300.º golo em 326 jogos, seis anos depois: os trintas trouxeram um Ronaldo ainda melhor (e a dar vitórias à Juventus)

Foi isso que lhe permitiu chegar onde chegou, é isso que lhe permite estar onde está. E seria isso que, mais uma vez, permitiria que entrasse de início na equipa de Pirlo para a segunda mão da meia-final, depois de uma vitória por 2-1 no primeiro jogo com bis do português.
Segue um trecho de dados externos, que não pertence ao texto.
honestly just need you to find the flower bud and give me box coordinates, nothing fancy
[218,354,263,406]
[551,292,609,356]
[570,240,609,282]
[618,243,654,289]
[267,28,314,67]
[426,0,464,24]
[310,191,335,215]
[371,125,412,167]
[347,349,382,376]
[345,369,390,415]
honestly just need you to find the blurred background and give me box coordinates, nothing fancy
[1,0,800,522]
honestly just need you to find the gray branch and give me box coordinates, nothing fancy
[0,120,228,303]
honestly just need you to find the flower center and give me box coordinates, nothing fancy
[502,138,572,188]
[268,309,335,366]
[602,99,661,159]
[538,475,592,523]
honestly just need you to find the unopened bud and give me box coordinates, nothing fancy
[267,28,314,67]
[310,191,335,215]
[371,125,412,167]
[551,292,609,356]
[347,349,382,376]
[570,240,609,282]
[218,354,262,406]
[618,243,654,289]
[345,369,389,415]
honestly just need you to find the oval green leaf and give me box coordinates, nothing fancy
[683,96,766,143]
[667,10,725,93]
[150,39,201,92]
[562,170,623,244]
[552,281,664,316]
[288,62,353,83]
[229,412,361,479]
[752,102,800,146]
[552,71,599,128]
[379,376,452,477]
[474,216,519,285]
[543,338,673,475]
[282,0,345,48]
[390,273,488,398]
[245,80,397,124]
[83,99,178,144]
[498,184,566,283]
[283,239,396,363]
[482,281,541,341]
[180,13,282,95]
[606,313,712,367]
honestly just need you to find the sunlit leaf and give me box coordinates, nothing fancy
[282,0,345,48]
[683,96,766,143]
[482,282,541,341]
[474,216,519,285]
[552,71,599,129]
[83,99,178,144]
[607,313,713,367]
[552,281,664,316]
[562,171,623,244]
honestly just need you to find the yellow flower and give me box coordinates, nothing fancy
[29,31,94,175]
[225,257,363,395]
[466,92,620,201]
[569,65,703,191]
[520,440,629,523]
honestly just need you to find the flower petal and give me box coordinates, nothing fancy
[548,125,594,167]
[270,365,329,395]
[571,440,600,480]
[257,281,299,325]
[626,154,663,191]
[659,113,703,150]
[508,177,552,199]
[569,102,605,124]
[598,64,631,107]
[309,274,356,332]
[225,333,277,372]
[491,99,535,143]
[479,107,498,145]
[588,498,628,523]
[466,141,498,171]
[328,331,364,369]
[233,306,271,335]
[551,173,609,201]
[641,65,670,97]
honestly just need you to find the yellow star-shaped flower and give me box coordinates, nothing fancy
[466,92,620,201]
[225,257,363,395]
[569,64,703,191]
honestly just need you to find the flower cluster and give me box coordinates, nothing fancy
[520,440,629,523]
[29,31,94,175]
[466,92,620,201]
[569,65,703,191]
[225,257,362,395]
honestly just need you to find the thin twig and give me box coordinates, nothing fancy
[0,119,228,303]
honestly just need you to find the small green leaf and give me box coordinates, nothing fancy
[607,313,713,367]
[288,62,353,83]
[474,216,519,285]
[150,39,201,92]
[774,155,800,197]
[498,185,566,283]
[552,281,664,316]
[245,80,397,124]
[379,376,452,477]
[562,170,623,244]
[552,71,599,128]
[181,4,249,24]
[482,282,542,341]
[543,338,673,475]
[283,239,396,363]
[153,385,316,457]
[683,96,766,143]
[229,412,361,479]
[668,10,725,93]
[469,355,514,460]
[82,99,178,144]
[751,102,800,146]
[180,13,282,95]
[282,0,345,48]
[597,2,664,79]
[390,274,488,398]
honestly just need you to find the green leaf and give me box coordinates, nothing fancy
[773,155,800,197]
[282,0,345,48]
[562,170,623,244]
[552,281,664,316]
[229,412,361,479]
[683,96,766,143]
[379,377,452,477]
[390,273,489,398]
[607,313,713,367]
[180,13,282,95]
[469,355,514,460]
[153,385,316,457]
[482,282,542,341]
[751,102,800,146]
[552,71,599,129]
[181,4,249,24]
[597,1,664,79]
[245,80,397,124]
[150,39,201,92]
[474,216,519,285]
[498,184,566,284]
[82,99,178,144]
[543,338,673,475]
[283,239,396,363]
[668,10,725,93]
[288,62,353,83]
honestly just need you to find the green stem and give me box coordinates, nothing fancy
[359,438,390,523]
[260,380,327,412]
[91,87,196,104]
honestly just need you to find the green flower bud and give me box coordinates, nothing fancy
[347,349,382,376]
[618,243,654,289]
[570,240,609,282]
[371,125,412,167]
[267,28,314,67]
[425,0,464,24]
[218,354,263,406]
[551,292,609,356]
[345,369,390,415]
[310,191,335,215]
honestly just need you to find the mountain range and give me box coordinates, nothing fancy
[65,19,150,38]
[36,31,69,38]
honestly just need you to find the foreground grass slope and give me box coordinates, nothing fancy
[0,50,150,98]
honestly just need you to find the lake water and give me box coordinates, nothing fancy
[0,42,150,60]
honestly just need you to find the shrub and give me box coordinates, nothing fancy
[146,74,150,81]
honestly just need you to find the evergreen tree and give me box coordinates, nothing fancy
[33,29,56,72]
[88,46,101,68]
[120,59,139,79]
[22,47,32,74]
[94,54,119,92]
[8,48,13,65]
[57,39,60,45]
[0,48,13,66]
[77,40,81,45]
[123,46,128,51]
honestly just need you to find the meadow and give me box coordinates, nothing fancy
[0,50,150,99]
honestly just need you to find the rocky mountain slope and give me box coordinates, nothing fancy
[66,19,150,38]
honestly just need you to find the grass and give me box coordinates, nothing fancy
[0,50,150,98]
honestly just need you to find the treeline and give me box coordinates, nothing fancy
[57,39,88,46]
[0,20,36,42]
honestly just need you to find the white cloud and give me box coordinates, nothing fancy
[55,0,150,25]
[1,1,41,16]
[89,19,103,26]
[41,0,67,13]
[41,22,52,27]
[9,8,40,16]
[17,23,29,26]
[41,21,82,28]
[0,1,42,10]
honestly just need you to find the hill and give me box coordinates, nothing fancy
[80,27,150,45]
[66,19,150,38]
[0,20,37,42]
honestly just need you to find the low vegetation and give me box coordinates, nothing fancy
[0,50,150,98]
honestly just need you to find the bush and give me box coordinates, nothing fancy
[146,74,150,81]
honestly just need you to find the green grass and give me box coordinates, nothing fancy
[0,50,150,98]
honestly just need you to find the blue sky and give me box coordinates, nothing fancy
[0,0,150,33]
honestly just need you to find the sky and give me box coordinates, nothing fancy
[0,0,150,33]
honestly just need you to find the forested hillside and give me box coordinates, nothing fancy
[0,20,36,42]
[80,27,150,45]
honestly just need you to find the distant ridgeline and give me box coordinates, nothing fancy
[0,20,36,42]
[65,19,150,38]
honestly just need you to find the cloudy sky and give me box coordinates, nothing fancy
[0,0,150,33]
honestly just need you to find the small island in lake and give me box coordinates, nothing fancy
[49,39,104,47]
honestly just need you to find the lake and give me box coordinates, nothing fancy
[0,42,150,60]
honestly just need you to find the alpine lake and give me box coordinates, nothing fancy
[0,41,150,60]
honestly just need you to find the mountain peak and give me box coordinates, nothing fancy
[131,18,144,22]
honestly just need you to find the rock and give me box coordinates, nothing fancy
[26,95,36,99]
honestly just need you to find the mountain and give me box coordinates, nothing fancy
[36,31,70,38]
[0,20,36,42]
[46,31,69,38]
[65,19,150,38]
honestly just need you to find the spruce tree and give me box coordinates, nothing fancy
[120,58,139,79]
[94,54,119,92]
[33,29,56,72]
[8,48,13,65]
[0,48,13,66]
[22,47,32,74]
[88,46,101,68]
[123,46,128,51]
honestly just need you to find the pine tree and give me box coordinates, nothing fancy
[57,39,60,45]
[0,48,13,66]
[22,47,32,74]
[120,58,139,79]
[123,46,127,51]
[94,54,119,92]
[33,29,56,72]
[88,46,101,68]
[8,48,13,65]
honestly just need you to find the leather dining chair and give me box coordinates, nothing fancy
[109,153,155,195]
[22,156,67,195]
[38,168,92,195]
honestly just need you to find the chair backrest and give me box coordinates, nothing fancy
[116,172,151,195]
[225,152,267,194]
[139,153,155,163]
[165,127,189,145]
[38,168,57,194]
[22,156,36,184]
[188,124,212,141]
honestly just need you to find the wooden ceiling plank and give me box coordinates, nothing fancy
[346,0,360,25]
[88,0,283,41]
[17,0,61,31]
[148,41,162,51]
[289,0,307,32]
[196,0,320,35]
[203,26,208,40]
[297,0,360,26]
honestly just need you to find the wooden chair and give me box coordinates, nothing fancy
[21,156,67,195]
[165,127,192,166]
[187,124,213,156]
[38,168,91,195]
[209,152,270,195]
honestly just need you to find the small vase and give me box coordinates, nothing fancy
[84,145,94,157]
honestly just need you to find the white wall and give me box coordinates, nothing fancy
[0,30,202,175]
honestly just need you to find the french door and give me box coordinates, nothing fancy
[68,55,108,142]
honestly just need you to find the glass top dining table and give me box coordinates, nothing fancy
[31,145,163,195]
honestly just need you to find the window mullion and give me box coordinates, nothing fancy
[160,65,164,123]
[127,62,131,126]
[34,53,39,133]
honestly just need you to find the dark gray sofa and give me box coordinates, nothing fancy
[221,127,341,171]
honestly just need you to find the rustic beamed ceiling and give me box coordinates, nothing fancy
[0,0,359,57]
De início e até aos 90 minutos, estando algumas vezes desapoiado na frente mas vendo a Juventus confirmar mais um bom desempenho em termos defensivos que manteve o nulo até ao final e deu mais uma oportunidade ao avançado de ganhar o único título que ainda lhe falta em Itália, a Taça, depois da derrota nos quartos com a Atalanta em 2019 e da final perdida com o Nápoles em 2020.

Com nova aposta de Pirlo nos centrais mais jovens (De Ligt e Demiral) em vez dos mais experientes (Bonucci e Chiellini), e com outras nuances como a colocação de Cuadrado à frente de Danilo na direita e a dupla Kulusevski e Bernardeschi no apoio mais direto a Ronaldo, a Juventus foi tentando fazer um jogo de maior domínio e controlo em posse que pecou pela falta de capacidade em esticar mais vezes até ao último terço, perante um Inter que criou sempre mais perigo quando saía em transição e que teve boas oportunidades por Lukaku, na sequência de um livre tenso de Eriksen, e Lautaro Martínez, sempre com o apoio de Hakimi pela direita que voltou a ser a unidade mais desequilibradora pelo corredor lateral permitindo mais jogo pelo meio de Barella.

As características mantiveram-se após o intervalo mas as substituições dos dois técnicos tiveram o condão não só de melhorar a ocupação de espaços da Juventus sem bola com McKennie no lugar de Bernardeschi como uma quebra do conjunto de Milão, mesmo com Perisic e Sensi já em campo. E foi nessa fase que Ronaldo, que já tinha ameaçado no final da primeira parte, mais conseguiu brilhar, sobretudo numa jogada individual onde tirou três adversários da frente e rematou para a segunda grande intervenção de Handanovic a evitar o golo da equipa de Turim. Pirlo lançou depois Chiellini no lugar de Cuadrado, recuperou a linha de três defesas que muitas vezes se transformou em cinco perante a pressão do Inter mas aguentou o nulo entre alguns sustos pelo meio.